Cohesin is dispensable for centromere cohesion in human cells.

PLoS One 2007 Mar 28;2(3):e318. Epub 2007 Mar 28.

Department of Genetics, Cell Biology and Development, University of Minnesota Medical School, Minneapolis, Minnesota, United States of America.

Background: Proper regulation of the cohesion at the centromeres of human chromosomes is essential for accurate genome transmission. Exactly how cohesion is maintained and is then dissolved in anaphase is not understood.

Principal Findings: We have investigated the role of the cohesin complex at centromeres in human cells both by depleting cohesin subunits using RNA interference and also by expressing a non-cleavable version of the Rad21 cohesin protein. Rad21 depletion results in aberrant anaphase, during which the sister chromatids separate and segregate in an asynchronous fashion. However, centromere cohesion was maintained before anaphase in Rad21-depleted cells, and the primary constrictions at centromeres were indistinguishable from those in control cells.
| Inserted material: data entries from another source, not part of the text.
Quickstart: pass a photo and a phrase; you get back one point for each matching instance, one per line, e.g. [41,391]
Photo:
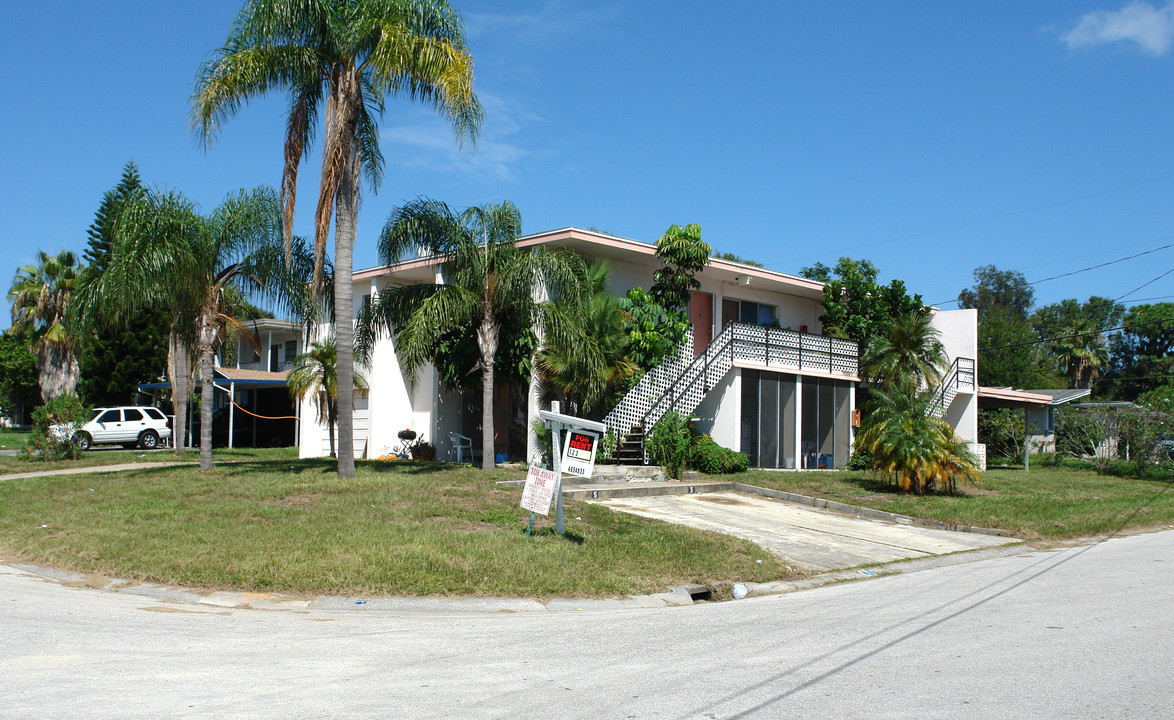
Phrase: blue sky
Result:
[931,138]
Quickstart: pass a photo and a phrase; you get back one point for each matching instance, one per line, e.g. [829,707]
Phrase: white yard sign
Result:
[540,484]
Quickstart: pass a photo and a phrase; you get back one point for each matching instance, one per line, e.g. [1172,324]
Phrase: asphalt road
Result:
[1083,632]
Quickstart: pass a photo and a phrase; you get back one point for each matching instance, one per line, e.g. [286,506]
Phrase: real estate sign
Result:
[540,484]
[579,452]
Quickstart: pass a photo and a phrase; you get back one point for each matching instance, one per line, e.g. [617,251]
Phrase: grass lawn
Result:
[114,455]
[397,529]
[1054,503]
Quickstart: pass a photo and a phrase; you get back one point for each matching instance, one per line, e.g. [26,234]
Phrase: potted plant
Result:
[423,450]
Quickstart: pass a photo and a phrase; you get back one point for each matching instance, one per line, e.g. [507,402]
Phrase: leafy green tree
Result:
[685,254]
[857,308]
[342,59]
[486,276]
[653,331]
[1074,335]
[997,288]
[587,374]
[40,305]
[121,355]
[912,449]
[18,375]
[1141,354]
[315,374]
[202,269]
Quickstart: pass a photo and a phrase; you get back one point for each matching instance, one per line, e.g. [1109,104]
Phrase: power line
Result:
[991,219]
[1111,262]
[1098,331]
[1146,283]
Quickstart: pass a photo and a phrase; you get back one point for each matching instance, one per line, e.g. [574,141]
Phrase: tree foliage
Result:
[485,280]
[342,59]
[857,308]
[998,288]
[912,449]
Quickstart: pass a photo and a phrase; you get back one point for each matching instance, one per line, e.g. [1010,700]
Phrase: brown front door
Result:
[701,315]
[729,311]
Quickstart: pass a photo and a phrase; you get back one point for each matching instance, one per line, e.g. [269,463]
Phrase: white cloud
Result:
[1151,27]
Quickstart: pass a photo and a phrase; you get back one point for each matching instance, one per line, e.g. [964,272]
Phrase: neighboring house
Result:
[1039,409]
[758,375]
[251,370]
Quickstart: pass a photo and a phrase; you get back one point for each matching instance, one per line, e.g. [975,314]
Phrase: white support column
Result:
[231,411]
[798,422]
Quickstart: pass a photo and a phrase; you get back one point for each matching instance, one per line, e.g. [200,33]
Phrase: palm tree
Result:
[315,372]
[345,58]
[40,296]
[912,449]
[910,355]
[168,257]
[588,371]
[486,277]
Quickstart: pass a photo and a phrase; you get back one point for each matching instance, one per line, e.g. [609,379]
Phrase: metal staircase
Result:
[959,378]
[683,381]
Expression of non-cleavable Rad21 (NC-Rad21), in which the sites normally cleaved by separase are mutated, resulted in delayed sister chromatid resolution in prophase and prometaphase, and a blockage of chromosome arm separation in anaphase, but did not impede centromere separation.

Conclusions: These data indicate that cohesin complexes are dispensable for sister cohesion in early mitosis, yet play an important part in the fidelity of sister separation and segregation during anaphase. Cleavage at the separase-sensitive sites of Rad21 is important for arm separation, but not for centromere separation.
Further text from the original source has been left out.